Both parties in the affair are equally culpable. And we cannot control either of them. But we can control our own destinies, and moving forward without holding on to bitterness, sadness, and resentment are our best options. We cannot recreate ourselves into better and happier people if we are holding on to something ugly in the past. It's time for healing and renewal.


----------



## jorgegene (May 26, 2012)

i get it. it happened to me. and my wife was the worst offender.

this was years ago and i'm remarried now. but it still angers me. i ruminated for days how i was going to drive to
the next state and kick his ass. even now, after 6 six years i wouldn't mind doing it. 

so yeah, i get it.

and i don't think OP is really going to do this, I think he is venting and HE WOULD LIKE TO.

but, in the small chance that this becomes more than an urge and you load up your car and fill it with gas, consider a few things that can go really wrong.

1. this guy, as big a douche as he probably is, might not be a *****. he might know MMA, or street fighting, or he might have a gun.
the possibility of him having a gun crossed my mind while i fumed and planned my own revenge.
lot's of bad stuff could happen including somebody getting killed. wouldn't even take a gun. just a right cross that hits the mark, lays him down and he hits the back of
his head on the pavement................and coma and dies. manslaughter? 5-10?

2. you could be arrested and charged with whatever. screws up your life big time.

3. you'll feel like the king of the universe after you kick his ass for about 1.1/2 hours and then you'll probably regret it the rest of your life.

but, you know what? i get it. i really do.


----------



## MyRevelation (Apr 12, 2016)

Rick Blaine said:


> But the truth is, nothing I do to either of these OM will help me.


That may well be YOUR "truth", but it damn sure ain't mine, and it's not universal.

OTOH though, I would like to have one of those 20 shot revolvers like Costner was using.


----------



## goingsolo12 (Mar 26, 2017)

@johnrod

We all agree that the person your wife had an affair with is a mentally deranged POS.
But think about it, your anger is misdirected my friend, now tell me is it possible to clap with one hand? you need two hands to clap right? The other hand here is your wife. Did you have any relationship with the POS prior to your wife's affair? No. Did you trust and love your wife and believed she would never do such a horrible thing to you? Yes. So who is to blame? who deserves your anger more? Its your wife, no matter how much of a player the POS was your wife was the one who decided to start an affair, he never held a gun to your wife's head, your wife made conscious choices and she is the one to blame, she deserves your anger.

Now hear me out. I think you have a lot of resentment towards your wife which you are directing at the POS, you are still angry with your wife and all of that anger needs an outlet, so you scour FB for the POS which is not at all healthy. I am not sure your wife did all the work to heal you, but believe me, you are not healed at all, you need help, get in to therapy now, you will never be happy this way, don't let the stupid decisions your wife made ruin your life.

All the best


----------



## michzz (Jun 6, 2008)

johnrod said:


> Some of you guys really need to re read my post.
> 
> #1 I am looking for help in getting over the hurt and anger that I still have 4 years later.


I hate to say it, but time and positive interests help a lot. Therapy to reset your focus on other things would help too.

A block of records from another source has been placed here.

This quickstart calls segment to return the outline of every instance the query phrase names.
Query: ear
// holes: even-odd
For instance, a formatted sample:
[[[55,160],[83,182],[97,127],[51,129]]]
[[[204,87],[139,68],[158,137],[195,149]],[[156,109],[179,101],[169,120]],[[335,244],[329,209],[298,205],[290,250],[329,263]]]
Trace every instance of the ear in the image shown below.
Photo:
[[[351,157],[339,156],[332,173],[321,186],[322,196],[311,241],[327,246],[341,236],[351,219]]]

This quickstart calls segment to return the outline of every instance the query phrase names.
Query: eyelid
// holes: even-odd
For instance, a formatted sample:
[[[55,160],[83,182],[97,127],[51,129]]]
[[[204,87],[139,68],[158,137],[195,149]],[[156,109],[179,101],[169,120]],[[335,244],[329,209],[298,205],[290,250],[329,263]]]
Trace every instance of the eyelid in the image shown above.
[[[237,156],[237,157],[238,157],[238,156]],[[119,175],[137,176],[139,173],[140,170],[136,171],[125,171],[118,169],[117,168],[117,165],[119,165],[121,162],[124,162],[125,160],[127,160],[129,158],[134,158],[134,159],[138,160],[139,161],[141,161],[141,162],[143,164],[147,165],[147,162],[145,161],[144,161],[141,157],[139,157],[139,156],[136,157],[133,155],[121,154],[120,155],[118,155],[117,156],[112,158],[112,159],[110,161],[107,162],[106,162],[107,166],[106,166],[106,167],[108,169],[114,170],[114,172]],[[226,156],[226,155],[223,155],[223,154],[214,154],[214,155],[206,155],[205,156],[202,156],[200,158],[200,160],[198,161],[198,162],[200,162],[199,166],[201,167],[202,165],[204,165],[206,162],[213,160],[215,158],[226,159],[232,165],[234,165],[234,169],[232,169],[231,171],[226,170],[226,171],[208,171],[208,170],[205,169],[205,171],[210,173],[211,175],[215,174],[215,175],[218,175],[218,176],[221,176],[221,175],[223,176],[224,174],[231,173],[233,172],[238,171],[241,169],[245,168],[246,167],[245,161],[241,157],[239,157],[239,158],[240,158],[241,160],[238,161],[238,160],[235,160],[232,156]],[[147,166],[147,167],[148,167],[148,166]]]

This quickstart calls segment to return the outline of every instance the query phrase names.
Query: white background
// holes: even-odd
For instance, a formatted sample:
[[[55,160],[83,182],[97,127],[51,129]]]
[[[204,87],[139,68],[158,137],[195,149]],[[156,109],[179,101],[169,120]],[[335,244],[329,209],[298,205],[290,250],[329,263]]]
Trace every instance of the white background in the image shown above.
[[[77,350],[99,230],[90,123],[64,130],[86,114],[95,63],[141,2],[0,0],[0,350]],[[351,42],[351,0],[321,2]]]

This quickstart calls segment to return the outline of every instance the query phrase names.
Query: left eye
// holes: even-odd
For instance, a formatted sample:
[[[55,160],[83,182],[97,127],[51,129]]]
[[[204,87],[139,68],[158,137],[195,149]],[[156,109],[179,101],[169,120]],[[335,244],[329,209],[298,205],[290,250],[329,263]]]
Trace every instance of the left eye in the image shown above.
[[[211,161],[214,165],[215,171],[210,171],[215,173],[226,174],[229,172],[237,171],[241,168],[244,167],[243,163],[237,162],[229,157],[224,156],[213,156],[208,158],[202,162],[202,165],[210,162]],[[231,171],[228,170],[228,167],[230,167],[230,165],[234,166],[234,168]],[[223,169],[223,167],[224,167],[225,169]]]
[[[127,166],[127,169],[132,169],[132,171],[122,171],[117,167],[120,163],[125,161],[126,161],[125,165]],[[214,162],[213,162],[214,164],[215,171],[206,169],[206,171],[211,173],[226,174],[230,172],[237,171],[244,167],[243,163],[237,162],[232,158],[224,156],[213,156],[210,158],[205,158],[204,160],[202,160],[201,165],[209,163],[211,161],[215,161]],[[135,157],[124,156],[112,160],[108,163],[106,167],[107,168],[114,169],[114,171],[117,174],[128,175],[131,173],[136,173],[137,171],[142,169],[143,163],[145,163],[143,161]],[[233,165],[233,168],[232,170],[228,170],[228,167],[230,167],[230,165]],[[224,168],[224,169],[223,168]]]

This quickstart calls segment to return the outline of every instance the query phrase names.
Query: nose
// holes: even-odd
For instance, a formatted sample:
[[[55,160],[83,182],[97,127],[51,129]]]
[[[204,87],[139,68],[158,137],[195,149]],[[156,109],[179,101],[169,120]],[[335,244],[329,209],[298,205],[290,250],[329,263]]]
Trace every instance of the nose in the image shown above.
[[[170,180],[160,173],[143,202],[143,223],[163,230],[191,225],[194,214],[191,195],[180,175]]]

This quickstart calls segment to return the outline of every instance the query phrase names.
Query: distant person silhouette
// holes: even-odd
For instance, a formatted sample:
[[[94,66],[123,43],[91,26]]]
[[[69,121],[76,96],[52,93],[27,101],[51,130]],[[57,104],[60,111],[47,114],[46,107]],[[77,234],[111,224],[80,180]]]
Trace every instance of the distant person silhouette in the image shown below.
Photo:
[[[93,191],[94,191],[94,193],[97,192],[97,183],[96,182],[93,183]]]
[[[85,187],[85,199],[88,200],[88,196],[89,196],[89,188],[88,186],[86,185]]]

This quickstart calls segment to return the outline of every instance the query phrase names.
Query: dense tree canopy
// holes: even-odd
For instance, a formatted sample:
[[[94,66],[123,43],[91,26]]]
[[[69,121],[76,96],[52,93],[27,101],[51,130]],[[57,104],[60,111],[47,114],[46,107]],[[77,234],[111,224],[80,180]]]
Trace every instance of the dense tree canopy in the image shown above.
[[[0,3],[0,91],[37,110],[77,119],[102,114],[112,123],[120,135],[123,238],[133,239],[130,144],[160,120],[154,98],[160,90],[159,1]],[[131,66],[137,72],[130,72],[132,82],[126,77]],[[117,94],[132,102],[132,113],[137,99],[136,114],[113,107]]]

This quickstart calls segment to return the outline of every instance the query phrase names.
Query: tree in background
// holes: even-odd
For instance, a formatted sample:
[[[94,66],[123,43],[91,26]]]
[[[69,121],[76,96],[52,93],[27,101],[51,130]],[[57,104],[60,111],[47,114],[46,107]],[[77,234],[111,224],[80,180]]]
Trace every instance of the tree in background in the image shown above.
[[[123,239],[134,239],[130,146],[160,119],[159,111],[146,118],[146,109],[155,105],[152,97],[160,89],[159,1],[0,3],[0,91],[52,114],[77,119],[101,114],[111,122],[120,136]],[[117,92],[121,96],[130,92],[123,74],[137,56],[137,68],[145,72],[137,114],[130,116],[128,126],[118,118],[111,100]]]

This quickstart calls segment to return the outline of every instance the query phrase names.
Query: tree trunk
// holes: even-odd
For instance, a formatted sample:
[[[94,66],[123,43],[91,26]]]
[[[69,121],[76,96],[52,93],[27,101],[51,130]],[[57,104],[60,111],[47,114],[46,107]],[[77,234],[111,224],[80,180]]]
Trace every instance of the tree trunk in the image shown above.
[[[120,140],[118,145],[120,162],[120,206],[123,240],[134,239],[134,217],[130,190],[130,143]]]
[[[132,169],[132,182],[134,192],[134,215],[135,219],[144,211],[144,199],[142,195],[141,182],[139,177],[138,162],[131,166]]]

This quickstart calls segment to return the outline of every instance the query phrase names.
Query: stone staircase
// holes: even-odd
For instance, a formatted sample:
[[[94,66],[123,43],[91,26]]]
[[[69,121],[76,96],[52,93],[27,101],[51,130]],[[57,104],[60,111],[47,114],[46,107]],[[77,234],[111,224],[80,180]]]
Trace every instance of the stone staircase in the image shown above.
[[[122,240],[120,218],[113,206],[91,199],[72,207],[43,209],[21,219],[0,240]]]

remaining angry and focusing on the unchangeable trigger of your anger only keeps you angry and hurt.



johnrod said:


> #2 This piece of crap gets off on hurting these women and kids. He DOES NOT want anything to do with the fat women or their kids but enjoys breaking up their relationships and getting sex. Then he moves into the daddy role and then leaving so he can hurt the kids too. He is a predator who needs to be stopped.


So what will you being the savior of all women do for you? Seriously, you are goal-oriented, but misguided. a cheating woman is an adult making decisions for herself to screw up. An opportunist? Of course.

Better for you to move onto fixing problems that you can actually do. Being a hero is just frustrating. And actually going and inflicting violence? Fraught with legal ramifications and risk to your person. 

Why bother.



johnrod said:


> #3 I never said that my wife wasn't to blame. I keep VERY close tabs on her and if I smell even the hint of another affair, she'll be gone.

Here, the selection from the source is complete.